Together with these observations, our results strongly support the view that the activity-dependent phosphorylation of synapsin domain A by CaMKI and CaMIV, and/or PKA is an important step in the expression of PTP. This phosphorylation could be required, possibly as a permissive step (Prekeris and Terrian, 1997), for the mobilization of SVs from the reserve pool, which is likely to be necessary to sustain PTP. Interestingly, SV mobilization from the reserve pool during PTP in Drosophila is strongly dependent on PKA activation (Kuromi and Kidokoro, 2002; Kidokoro et al., 2003; Kidokoro et al., 2004), even though the molecular mediators of this phenomenon have not yet been identified. Our observations strongly indicate the possibility that the synapsins are one of these mediators. Phosphorylation of synapsin domain A might also modulate PTP by altering the presynaptic release probability. PTP at the calyx of Held synapse has been shown to depend on an increase in the readily releasable pool of SVs and in the presynaptic release probability (Habets and Borst, 2005). In the same synapse, the synapsins have been implicated in the modulation of the release probability, at least during synaptic depression, an effect that may be mediated by the activation of CaMKs (Sun et al., 2006). However, microinjection of domain A peptide into the squid giant synapse had no effect on vesicle pool size, synaptic depression, or transmitter release kinetics, indicating that this domain may be predominantly involved in regulating SV trafficking at pre-docking stages (Hilfiker et al., 2005).
The role of phosphorylation of the synapsin site 1 in neuronal development and function has been extensively investigated in recent years. Phosphorylation of this site has been shown to regulate neurite extension, vesicle dynamics and neurotransmitter release (Kao et al., 2001; Kao et al., 2005; Chi et al., 2001; Chi et al., 2003; Fiumara et al., 2004; Hilfiker et al., 2005; Bonanomi et al., 2005). The present study defines the role of synapsin domain A phosphorylation in short-term activity-dependent synaptic plasticity (STE). An intriguing matter for future investigations is the analysis of the potential role of this synapsin domain as a regulator of the functional and structural aspects of long-term synaptic plasticity.
Materials and Methods
All chemicals and reagents used in this study were purchased from Sigma (Milano, Italy), unless stated otherwise.

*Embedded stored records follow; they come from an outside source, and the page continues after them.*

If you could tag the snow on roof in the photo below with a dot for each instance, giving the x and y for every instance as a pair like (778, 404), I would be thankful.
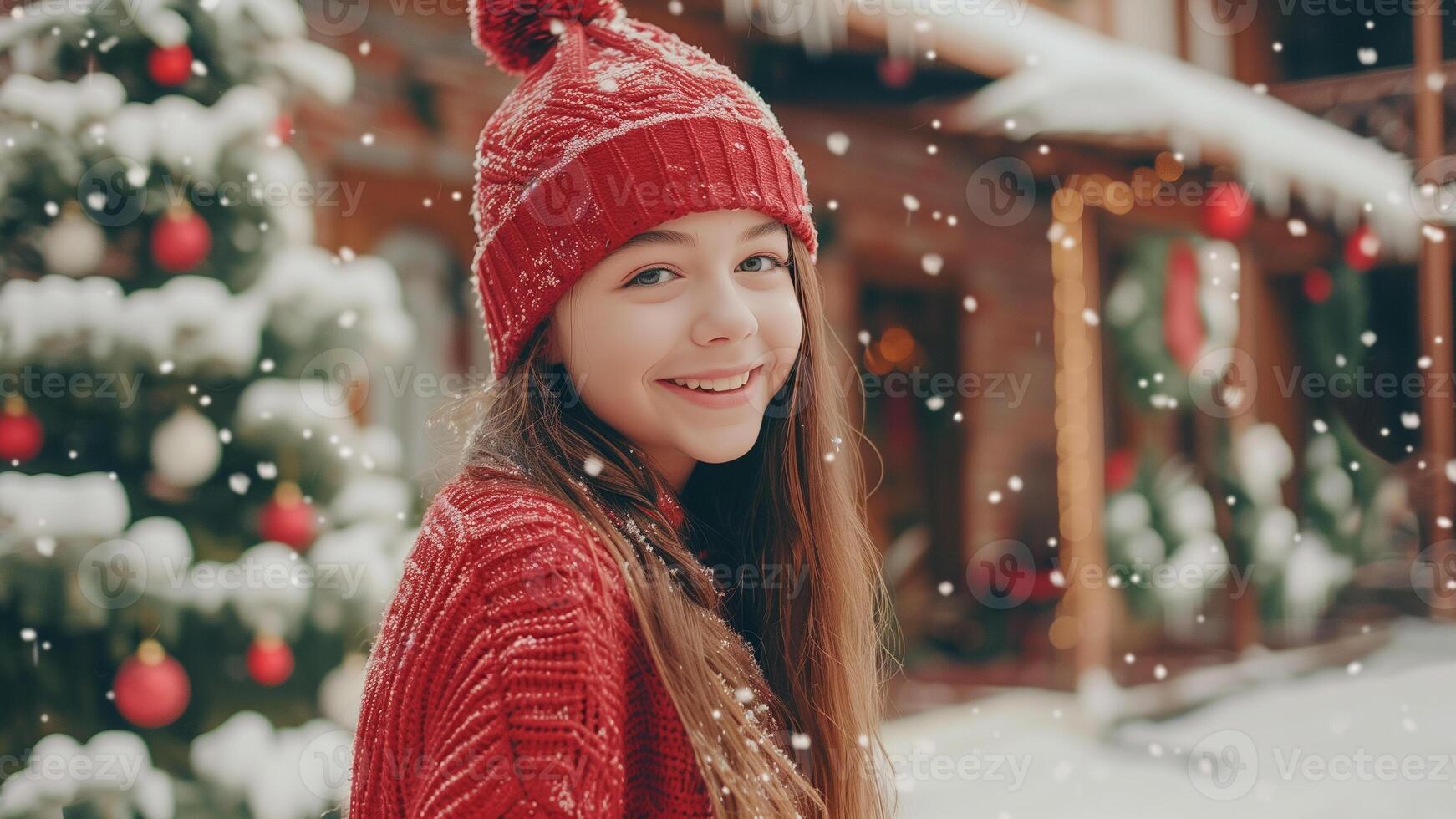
(1067, 79)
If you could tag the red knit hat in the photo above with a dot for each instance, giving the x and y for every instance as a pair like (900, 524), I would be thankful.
(616, 129)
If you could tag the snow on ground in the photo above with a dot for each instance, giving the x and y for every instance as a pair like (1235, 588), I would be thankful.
(1372, 740)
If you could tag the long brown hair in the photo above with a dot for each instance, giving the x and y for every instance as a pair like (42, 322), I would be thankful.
(791, 508)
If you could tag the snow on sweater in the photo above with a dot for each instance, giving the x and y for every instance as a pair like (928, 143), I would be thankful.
(507, 683)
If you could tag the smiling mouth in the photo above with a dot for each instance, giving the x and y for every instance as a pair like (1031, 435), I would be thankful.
(700, 389)
(741, 389)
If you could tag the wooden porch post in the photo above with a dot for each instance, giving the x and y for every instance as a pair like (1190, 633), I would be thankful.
(1434, 288)
(1077, 343)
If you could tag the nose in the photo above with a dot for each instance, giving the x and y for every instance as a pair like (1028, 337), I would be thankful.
(724, 314)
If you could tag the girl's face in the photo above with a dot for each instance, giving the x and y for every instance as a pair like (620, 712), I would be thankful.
(705, 297)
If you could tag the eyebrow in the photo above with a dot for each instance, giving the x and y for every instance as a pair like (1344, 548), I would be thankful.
(676, 237)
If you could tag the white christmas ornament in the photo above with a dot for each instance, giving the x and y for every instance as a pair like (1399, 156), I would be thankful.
(343, 691)
(84, 506)
(73, 245)
(186, 450)
(278, 594)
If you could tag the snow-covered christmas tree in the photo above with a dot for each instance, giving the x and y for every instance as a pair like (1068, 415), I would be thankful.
(198, 530)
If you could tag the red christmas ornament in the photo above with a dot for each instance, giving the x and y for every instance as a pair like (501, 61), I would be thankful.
(894, 72)
(152, 689)
(1318, 286)
(288, 518)
(1120, 469)
(1044, 585)
(283, 129)
(1228, 213)
(181, 241)
(169, 66)
(1183, 320)
(1362, 249)
(270, 661)
(21, 432)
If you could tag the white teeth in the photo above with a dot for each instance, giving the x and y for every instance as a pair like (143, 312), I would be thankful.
(715, 386)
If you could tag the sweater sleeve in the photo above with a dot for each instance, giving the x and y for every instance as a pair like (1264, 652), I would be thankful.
(527, 685)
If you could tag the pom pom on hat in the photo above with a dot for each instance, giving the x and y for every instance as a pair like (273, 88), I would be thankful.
(616, 127)
(516, 33)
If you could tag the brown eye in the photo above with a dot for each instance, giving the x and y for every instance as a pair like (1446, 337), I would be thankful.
(766, 262)
(637, 280)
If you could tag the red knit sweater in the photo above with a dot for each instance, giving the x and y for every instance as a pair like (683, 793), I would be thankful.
(507, 683)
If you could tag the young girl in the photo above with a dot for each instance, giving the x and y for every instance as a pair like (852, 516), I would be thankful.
(651, 589)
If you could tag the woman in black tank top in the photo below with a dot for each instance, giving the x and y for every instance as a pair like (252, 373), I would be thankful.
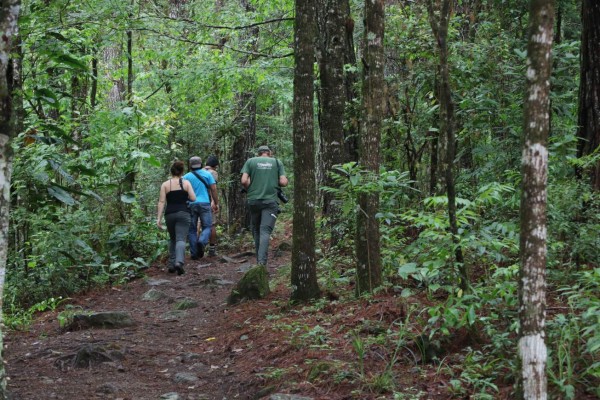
(175, 193)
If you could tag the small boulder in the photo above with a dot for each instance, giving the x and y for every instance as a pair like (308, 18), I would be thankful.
(153, 295)
(253, 285)
(185, 304)
(104, 320)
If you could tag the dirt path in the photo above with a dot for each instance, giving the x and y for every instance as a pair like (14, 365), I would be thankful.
(190, 354)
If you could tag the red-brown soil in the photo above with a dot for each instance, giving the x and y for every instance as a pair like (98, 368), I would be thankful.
(247, 351)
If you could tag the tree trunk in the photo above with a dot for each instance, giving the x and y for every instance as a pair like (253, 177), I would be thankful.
(351, 128)
(304, 267)
(332, 102)
(532, 283)
(368, 269)
(9, 12)
(243, 143)
(439, 26)
(588, 132)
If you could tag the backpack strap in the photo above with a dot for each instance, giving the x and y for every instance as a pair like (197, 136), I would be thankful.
(204, 182)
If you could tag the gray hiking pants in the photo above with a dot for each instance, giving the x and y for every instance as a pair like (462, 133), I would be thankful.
(263, 214)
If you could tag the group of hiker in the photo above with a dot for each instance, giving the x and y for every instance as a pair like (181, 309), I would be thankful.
(190, 204)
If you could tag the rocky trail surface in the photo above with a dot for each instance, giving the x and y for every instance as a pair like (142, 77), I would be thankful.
(160, 337)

Juvenile Helix pomatia snails were provided by local breeders and maintained in the laboratory as previously reported (Fiumara et al., 2005).
Cloning and site-directed mutagenesis of H. pomatia synapsin
Highly conserved regions of the synapsin gene were identified by comparing sequences from Aplysia californica, Loligo pealei and Rattus norvegicus synapsins, and two pairs of primers (S1-S2, S3-S4) were designed: S1 forward, 5′-AAGCCAGACTTTGTGTTGATACG-3′; S2 reverse, 5′-ATTTCCTTGTGGTTCGGGTAG-3′; S3 forward, 5′-TCAGGAAACTGGAAGGCCAA-3′; S4 reverse, 5′-ACATCCAGTCCAAACAG-3′. These oligonucleotides were used in reverse transcription-polymerase chain reaction (RT-PCR) on total RNA extracted from the H. pomatia nervous system that gave two cDNA products, S1-S2 and S3-S4, of 111 bp and 235 bp respectively. A further RT-PCR cycle using the S1-S4 primers, generated a product of 535 bp. Rapid amplification of cDNA ends (RACE)-PCR (Generacer Kit, Invitrogen, Milan, Italy) in both 5′ and 3′ directions of the S1-S4 clone gave two overlapping sequences that were cloned for nucleotide sequencing in the PCR4-Topo vector (Invitrogen) using standard recombinant DNA techniques (Sambrook et al., 1989). The full-length cDNA of 1895 bp was then cloned in the pGEM-T vector (Promega, Milan, Italy), after a fusion reaction of the overlapping 5′- and 3′-end fragments. Protein and DNA databases were searched for sequence similarities using the BLAST algorithm at the NCBI site (www.ncbi.nlm.nih.gov/blast). This H. pomatia synapsin (helSyn) sequence was deposited in the GenBank database under accession number AY533823.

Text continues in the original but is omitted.